World in brief: Gang burns bus in El Salvador

The Spokesman-Review

SAN SALVADOR, El Salvador – Gang members opened fire on a bus on the outskirts of El Salvador’s capital, then doused it with gasoline and set it on fire, killing at least 14 passengers in what the president on Monday called an act of terror.

Police managed to break windows and help 13 people escape the flames but others died inside. Sixteen people suffered injuries in the late Sunday attack, officials said.

“This is an act that seeks to generate terror among the population,” President Mauricio Funes said, adding that his security Cabinet was to meet to increase security in the country.

Moments later, gang members opened fire on another bus in the same neighborhood, killing two people.

National Police Commissioner Carlos Ascencio said Monday night that eight suspects had been arrested in the bus burning, including one who was detained minutes after the attack and smelled of gasoline.

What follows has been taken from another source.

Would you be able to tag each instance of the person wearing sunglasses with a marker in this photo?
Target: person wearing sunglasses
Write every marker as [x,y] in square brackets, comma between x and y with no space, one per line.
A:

Among the detained were a woman and two minors.

Deadly rampage at Mazda plant

TOKYO – A disgruntled worker drove over people at a Mazda factory today, killing one and injuring 10, stunning Japan just two years after an auto worker went on a deadly rampage in central Tokyo.

Toshiaki Hikiji, 42, was arrested about an hour later on attempted murder charges after fleeing in his car from Mazda’s Ujina plant in Hiroshima prefecture, southwestern Japan, police said.

Japanese media reports said Hikiji was a contract worker who had been let go in April.

Searchers locate plane wreck

YAOUNDE, Cameroon – Recovery teams including French military personnel will hack a path through dense jungle to reach the site of a plane crash in the Republic of Congo that killed 11 people including the entire board of an Australian mining company, officials said.

An air search on Monday found the wreckage of the plane, which disappeared Saturday half an hour after it left Cameroon’s capital, Yaounde, for Yangadou in Republic of Congo to visit an iron ore mining site, Cameroon’s government said.

It said 11 people were aboard, including six Australians, two Frenchmen, an American and two Britons.

No survivors were found by French troops who dropped by helicopter to the site on Monday.